Heute hat man offenbar kein Problem damit, quotenträchtig für Kachelmann eine ganze Stunde freizuräumen. Die ARD - das rätselhafte Wesen. Eines vorweg: Die Sendung war der blanke Boulevard – kaum erstaunlich bei dem Thema.

Kachelmann war mit seiner neuen Frau Miriam gekommen, die er während des Prozesses geheiratet hatte. Kachelmann, wieder dicker geworden, und heute fast wieder so aussehend wie früher, wirkte gelöst und erstaunlich wenig verbittert. Kachelmann war damals freigesprochen worden, ohne, dass das Gericht komplett von seiner Unschuld überzeugt war.

„Liebend gerne verknackt"

„Das Gericht hätte mich liebend gerne verknackt, wenn sie nur eine kleinste Chance dazu gesehen hätten“, resümierte er.
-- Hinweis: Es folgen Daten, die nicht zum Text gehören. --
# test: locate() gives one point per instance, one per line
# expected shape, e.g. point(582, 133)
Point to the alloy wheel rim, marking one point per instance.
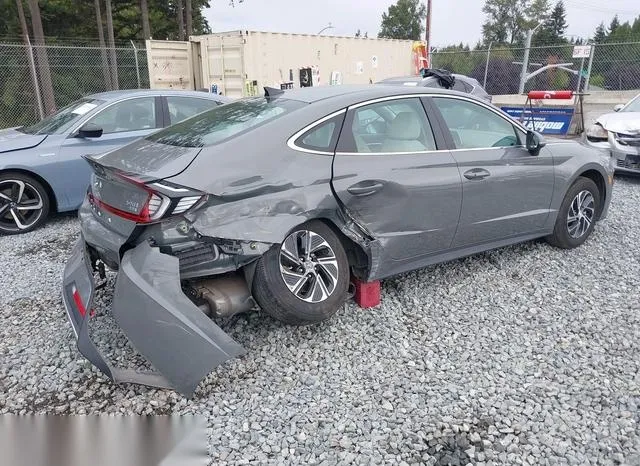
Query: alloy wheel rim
point(581, 214)
point(20, 205)
point(308, 266)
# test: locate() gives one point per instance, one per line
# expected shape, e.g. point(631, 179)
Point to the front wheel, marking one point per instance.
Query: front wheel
point(24, 204)
point(305, 279)
point(577, 215)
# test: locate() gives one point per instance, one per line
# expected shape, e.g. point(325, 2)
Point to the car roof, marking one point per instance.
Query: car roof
point(417, 79)
point(358, 92)
point(116, 95)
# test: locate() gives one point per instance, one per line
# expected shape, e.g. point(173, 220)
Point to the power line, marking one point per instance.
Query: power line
point(599, 8)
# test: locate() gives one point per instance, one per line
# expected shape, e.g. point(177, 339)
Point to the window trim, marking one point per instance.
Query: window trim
point(291, 142)
point(158, 113)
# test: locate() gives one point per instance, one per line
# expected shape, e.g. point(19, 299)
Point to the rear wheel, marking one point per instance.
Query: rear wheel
point(305, 279)
point(577, 215)
point(24, 203)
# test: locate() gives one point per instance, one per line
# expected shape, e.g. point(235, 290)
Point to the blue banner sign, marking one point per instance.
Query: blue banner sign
point(545, 120)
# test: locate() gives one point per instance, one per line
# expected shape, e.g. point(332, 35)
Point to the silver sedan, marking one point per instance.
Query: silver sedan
point(280, 201)
point(619, 133)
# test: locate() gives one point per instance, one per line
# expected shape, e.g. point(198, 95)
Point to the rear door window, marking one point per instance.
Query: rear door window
point(323, 137)
point(128, 115)
point(473, 126)
point(394, 126)
point(181, 108)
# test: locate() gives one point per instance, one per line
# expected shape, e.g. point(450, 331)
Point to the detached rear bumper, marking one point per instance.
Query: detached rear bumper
point(179, 340)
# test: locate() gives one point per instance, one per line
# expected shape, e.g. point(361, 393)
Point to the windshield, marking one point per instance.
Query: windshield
point(62, 120)
point(224, 122)
point(633, 106)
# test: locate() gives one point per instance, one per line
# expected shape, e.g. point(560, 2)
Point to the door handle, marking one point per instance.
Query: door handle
point(365, 188)
point(476, 174)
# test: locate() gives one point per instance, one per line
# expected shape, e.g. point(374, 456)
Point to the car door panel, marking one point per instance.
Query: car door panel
point(513, 199)
point(409, 201)
point(507, 191)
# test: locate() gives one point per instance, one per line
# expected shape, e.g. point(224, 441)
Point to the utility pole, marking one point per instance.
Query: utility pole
point(525, 61)
point(427, 34)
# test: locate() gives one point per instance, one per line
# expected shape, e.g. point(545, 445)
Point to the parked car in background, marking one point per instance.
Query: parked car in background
point(279, 200)
point(41, 166)
point(460, 83)
point(619, 133)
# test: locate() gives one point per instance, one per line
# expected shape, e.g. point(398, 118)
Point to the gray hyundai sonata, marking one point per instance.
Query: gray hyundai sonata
point(278, 202)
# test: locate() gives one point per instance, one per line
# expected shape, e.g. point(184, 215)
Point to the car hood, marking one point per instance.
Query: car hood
point(623, 122)
point(11, 139)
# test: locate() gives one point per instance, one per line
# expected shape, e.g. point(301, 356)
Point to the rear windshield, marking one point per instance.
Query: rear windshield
point(224, 122)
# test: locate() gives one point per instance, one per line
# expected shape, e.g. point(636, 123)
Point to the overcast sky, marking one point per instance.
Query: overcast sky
point(453, 20)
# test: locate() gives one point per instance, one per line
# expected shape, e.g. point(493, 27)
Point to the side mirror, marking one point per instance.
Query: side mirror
point(89, 130)
point(535, 142)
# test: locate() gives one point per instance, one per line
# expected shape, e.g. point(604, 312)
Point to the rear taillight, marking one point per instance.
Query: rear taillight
point(156, 206)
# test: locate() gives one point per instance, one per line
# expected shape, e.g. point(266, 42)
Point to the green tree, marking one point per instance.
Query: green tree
point(614, 25)
point(506, 21)
point(553, 28)
point(404, 20)
point(600, 36)
point(557, 22)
Später wurde die Runde bei Jauch erweitert, unter anderem um Hans-Hermann Tiedje, ehemaliger BILD- und BUNTE-Chef. Tiedje meinte, dass in Teilen sowohl die Klägerin, als auch Kachelmann gelogen hätten.

Das habe nichts mit der Medienkampagne zu tun gehabt. („Es war ein kollektiver Blutrausch“ – so Kachelmanns Vorwurf). Tiedje kritisierte, dass Kachelmanns Buch in einem hämischen „rotzlöffeligen Ton“ geschrieben sei, den man ihm gar nicht zugetraut habe. Kachelmann stilisiere sich zu einem Opfer à la Alfred Dreyfus, „dabei sind Sie doch nur kleiner Wetterfuzzi“ – kantete Tiedje.

Zu wenig Distanz

Gerhard Baum, ehemaliger Bundesinnenminister sprang Kachelmann bei und konstatierte ebenfalls, dass „die Medien zu wenig Distanz“ gehabt haben, es habe jede Menge Vorverurteilungen gegeben. Das mag so sein – Fakt ist: Kachelmann hat vor dem Prozess das Privatleben eines windigen Hallodris geführt, der eine ganze Reihe von Frauen parallel als Freundinnen hatte.
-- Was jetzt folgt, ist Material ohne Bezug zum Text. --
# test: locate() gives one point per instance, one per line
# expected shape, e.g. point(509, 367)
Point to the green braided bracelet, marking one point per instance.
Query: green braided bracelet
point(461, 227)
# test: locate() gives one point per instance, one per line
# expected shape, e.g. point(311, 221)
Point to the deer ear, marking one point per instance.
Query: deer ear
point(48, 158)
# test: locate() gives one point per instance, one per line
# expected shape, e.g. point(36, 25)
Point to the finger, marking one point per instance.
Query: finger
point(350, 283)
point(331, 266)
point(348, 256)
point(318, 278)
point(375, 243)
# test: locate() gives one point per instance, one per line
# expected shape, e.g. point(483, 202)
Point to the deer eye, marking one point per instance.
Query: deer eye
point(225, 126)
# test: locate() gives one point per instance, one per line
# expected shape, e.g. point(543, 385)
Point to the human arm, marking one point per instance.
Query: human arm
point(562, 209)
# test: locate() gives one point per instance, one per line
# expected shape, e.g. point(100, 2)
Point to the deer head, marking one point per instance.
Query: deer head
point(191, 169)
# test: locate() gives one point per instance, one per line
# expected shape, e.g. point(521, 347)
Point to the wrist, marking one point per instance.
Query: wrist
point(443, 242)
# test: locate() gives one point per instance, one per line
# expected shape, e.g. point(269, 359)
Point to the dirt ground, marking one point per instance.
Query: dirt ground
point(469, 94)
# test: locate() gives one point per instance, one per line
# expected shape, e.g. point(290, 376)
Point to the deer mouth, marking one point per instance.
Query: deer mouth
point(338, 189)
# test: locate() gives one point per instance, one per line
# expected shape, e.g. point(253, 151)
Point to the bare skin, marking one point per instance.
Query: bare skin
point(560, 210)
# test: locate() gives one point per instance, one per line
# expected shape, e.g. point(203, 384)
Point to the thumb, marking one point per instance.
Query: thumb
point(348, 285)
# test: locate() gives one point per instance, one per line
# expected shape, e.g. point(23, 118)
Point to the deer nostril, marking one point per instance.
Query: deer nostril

Das ist kein Verbrechen – und doch: Kachelmann tat sich mit dieser Sendung, in der er erneut auch das Gericht in Mannheim heftig kritisierte, keinen Gefallen. Geschmacklos waren auch die Vorwürfe von Kachelmann und seiner neuen Gattin, dass Frauen prinzipiell „ein Opferabo“ hätten – eine wilde These, die kaum belegbar ist.
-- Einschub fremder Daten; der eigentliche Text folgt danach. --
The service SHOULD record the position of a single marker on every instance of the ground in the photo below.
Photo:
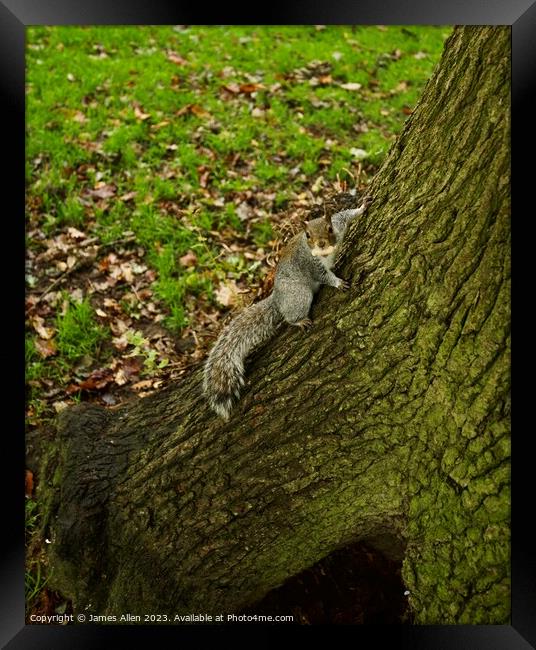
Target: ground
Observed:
(163, 166)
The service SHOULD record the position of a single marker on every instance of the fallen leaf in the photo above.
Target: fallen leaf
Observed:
(97, 380)
(140, 115)
(45, 348)
(194, 109)
(74, 233)
(38, 325)
(130, 367)
(128, 196)
(188, 260)
(360, 154)
(351, 85)
(102, 191)
(60, 406)
(176, 58)
(226, 295)
(250, 88)
(28, 484)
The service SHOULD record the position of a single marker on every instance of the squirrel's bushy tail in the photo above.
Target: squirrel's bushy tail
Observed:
(224, 368)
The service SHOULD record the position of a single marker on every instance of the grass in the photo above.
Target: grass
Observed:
(148, 110)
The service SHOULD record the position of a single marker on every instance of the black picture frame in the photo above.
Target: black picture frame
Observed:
(15, 16)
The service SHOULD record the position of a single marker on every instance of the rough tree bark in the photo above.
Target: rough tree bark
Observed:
(388, 422)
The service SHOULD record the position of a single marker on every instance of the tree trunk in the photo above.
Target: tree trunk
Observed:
(388, 422)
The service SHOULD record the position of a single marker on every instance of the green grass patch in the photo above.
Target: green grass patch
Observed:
(78, 333)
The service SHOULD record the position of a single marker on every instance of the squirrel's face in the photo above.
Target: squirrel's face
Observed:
(320, 237)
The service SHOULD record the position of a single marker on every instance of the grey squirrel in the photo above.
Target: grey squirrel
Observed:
(304, 265)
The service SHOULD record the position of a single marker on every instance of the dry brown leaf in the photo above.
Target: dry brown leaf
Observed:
(250, 88)
(176, 58)
(39, 327)
(226, 294)
(194, 109)
(140, 115)
(102, 191)
(28, 484)
(128, 196)
(45, 348)
(74, 233)
(188, 260)
(351, 85)
(130, 367)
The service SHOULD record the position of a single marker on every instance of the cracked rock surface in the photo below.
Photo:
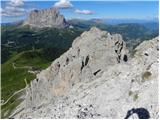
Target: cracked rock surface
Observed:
(96, 78)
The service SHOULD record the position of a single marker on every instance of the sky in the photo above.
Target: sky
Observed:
(16, 10)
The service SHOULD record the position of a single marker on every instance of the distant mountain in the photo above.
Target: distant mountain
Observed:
(15, 39)
(46, 18)
(133, 33)
(119, 21)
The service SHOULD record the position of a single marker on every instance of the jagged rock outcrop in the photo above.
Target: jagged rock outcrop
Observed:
(46, 18)
(97, 78)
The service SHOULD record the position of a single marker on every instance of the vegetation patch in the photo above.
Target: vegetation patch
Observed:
(135, 97)
(146, 76)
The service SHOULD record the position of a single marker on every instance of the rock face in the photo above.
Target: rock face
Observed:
(96, 78)
(46, 18)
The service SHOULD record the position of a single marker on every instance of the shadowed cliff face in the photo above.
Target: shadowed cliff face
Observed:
(46, 18)
(96, 78)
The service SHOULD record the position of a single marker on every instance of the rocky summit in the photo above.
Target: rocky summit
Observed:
(46, 18)
(96, 78)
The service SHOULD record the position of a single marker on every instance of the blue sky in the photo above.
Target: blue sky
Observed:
(87, 9)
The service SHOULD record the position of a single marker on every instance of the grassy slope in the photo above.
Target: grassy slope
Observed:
(13, 79)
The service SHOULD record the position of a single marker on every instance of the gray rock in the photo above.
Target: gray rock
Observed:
(93, 79)
(46, 18)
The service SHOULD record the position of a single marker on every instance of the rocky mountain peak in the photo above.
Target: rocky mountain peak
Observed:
(96, 78)
(46, 18)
Laut einer EU-Studie sind nur vier Prozent aller Vergewaltigungsvorwürfe erfunden. Kachelmann und seine Frau Miriam blieben dennoch bei ihrer Sichtweise.

So oder so: Das Bild eines wenig glaubwürdigen Mannes blieb. Der Fall des Jörg Kachelmann ist ganz offenbar noch nicht zu Ende.